How to find out if you have money waiting in a lost account, and how you can claim it back

How to get your share of the £330m sat in dormant bank and savings accounts

The UK government recently announced it would be unlocking £330m that has been sitting in dormant accounts for at least 15 years to spend on a number of social initiatives. 

While there are no official figures on the number of dormant accounts held in the UK, it has been reported that the average amount of money in each of the identified accounts is less than £100.

If you think you may have money saved somewhere that’s been forgotten, here’s what you can do about it.

What is a dormant account?

An account is declared dormant if it’s been left unused for an extended period of time – usually a year for current accounts and three to five years for savings accounts, but this varies from bank to bank.

If the bank or building society has been unable to contact the account holder or if letters asking if you still want to keep the account open are not actioned or returned to sender, the account is termed dormant.

The money will remain untouched in these accounts for up to 15 years, at which point the government is able to unlock those funds to use.

How can you find out if you have a dormant account?

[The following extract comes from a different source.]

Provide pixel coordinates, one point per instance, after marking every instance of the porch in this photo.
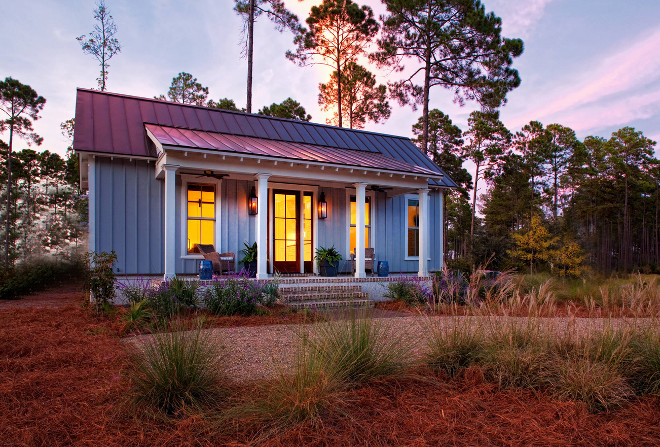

One of the easiest ways to track down a lost account is by visiting mylostaccount. This is a free service run by UK Finance, Building Societies Association and National Savings and Investments (NS&I).

Complete the online form to search for banks, building societies and NS&I products you or a deceased relative own – but note it could take up to three months to hear back.

Many people also have lost assets, such as pensions, premium bonds and other investments – and these can be tracked down, too. NS&I also have a Tracing Service to help you track down unclaimed or forgotten investments and savings.

Some banks will also help you find an old account in branch – any old bank statements, passbooks or other information relating to the account will help find it more easily.

You can look for assets and accounts held in your name, as well as those of deceased relatives. What happens to the money in them depends on the terms of the person’s will.

How to reclaim your money

If you do find an old account with money in it, you have a choice of what to do with it. The chances are the account won’t be offering interest any more.

The best thing to do is either transfer the remaining money to one of your existing accounts, or you could switch it to a new account with better rates.

What happens to unclaimed funds?

If an account has remained dormant for 15 years, the government is free to take that money. Under the Dormant Bank and Building Society Accounts Act 2008, it must be used for social or environmental purposes.

At this point, the bank or building society will transfer money from the dormant account to Reclaim Fund Ltd (RFL). Should someone seek to claim their money back, get in touch with your bank or building society, who can reimburse you for the funds or reactivate your account. You are still entitled to receive your money once it’s been passed to the RFL.

For this latest accrual of funds, the government will split them between the Big Lottery Fund and Big Society Capital, and used to help disadvantaged young people into work, housing vulnerable people, improving access to financial products for those on lower incomes, and providing support for local charities.

Please note that the information in this article is for information purposes only and does not constitute advice. Please refer to the particular terms & conditions of a provider before committing to any financial products.